Si j'avais su, jamais je ne lui aurais donné cet enfant ! Quel être méprisant ! J'aurais dû me méfier de ses yeux jaunes ! Ils ne m'inspiraient déjà pas confiance à l'époque. Alors pourquoi avoir fait ça ? Je ne sais pas. Peut-être que … C'est ridicule. Mais tu veux savoir, hein ? Peut-être était-ce le destin qui m'a poussée à lui donner la petite fille. Je te vois rire. Arrête, je ne rigole pas ! Je suis très sérieuse !
Tu y crois au destin, non ? Tu me l'as dit. Je m'en souviens parfaitement. Tu sembles avoir oublié…

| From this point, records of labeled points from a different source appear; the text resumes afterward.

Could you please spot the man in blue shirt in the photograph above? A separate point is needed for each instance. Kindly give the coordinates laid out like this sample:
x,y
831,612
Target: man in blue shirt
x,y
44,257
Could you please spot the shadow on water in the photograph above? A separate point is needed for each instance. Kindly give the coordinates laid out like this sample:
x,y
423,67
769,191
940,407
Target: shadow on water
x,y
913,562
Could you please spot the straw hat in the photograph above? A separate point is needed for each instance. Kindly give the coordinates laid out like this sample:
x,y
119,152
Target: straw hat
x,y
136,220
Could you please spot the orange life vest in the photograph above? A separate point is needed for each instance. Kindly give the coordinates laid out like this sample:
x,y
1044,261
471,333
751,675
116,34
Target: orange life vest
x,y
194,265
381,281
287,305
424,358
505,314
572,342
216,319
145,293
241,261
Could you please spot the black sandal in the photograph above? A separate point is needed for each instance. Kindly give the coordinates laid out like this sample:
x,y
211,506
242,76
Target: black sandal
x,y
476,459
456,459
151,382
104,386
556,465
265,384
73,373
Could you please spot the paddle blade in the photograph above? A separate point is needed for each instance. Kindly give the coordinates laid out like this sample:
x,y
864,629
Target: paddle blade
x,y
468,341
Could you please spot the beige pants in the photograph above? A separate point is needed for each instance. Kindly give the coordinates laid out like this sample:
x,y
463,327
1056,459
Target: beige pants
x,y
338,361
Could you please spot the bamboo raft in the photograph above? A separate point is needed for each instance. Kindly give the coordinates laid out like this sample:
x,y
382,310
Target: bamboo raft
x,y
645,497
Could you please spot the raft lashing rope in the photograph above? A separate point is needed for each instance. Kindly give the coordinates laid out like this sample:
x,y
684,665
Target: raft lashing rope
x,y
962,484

Astrid se réveilla en sursaut. C'était cette affreuse sonnerie qui l'avait tirée de son rêve ! Mais aussi la grosse cloche qui lui était tombée sur la tête. D'ailleurs, la jeune fille se passa une main au dessus de son crâne. Une douleur vive s'emparait petit à petit de l'arrière de sa tête, comme si un clocher lui était réellement tombé dessus ! La douleur se propagea alors jusqu'à son front, lui créant d'horribles maux de tête.
Son professeur de français passait dans les rangs pour récupérer les copies des élèves impatients de sortir enfin de cet horrible examen.

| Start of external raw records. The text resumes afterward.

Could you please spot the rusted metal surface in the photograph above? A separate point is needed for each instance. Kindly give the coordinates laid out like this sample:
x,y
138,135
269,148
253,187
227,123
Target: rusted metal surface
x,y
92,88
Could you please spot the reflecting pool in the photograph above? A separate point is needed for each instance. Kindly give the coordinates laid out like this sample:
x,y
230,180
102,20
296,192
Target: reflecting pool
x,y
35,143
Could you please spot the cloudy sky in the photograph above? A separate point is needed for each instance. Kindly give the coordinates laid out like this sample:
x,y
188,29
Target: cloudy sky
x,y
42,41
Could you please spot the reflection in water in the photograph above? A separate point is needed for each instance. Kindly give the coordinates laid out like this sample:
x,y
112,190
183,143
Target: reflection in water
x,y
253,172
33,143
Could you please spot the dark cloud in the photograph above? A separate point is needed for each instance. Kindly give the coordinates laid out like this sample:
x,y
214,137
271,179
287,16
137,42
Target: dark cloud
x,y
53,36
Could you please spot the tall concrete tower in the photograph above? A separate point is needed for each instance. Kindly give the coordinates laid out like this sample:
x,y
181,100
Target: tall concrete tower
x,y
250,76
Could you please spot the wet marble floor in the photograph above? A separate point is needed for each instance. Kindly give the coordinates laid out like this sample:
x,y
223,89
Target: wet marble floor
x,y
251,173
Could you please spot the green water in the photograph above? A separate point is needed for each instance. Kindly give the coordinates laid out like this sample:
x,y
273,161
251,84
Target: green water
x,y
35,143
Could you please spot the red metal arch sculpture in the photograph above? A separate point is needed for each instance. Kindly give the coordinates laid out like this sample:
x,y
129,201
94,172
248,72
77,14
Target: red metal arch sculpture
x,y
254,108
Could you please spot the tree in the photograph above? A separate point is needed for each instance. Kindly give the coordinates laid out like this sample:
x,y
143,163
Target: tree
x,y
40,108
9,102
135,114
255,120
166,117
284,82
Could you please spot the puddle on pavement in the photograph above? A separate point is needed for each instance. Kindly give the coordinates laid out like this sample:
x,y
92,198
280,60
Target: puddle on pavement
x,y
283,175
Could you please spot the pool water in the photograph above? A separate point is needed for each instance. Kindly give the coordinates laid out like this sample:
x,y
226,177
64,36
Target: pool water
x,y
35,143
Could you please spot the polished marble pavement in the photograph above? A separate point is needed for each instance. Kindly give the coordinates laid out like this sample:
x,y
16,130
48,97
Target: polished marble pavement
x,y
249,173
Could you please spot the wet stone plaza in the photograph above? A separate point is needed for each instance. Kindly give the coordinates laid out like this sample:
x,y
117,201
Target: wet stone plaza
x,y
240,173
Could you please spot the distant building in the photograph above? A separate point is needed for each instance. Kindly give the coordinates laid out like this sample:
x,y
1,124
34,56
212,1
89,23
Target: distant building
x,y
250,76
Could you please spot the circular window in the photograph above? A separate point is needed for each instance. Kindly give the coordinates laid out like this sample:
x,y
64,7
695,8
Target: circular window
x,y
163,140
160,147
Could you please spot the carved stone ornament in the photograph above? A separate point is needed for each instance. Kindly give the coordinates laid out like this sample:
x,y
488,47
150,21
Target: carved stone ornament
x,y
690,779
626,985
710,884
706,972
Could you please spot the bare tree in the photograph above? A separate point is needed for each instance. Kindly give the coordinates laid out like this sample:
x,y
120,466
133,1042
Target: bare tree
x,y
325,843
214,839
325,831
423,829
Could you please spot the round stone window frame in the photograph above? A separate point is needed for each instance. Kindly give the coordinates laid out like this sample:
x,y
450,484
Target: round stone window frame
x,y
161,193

Une fois devant Astrid, il souffla en récupérant sa copie. Il ne s'attendait pas à grand chose de sa part, de toute façon. Mais il sembla cependant inquiet pour son élève, persuadé qu'elle n'aura jamais son bac. Non, ce n'était pas ça. Son prof n'était pas inquiet pour elle, mais bien pour lui-même ! Il savait qu'avec des résultats autant en chute libre, la jeune fille allait certainement redoubler et se retrouver une fois de plus parmi ses élèves. Et le professeur ne voulait surtout pas la retrouver l'année prochaine ! En ramassant la copie, il se promit de demander son carnet à Astrid la prochaine fois pour obtenir un rendez-vous avec ses parents. Son cas devenait plutôt sérieux.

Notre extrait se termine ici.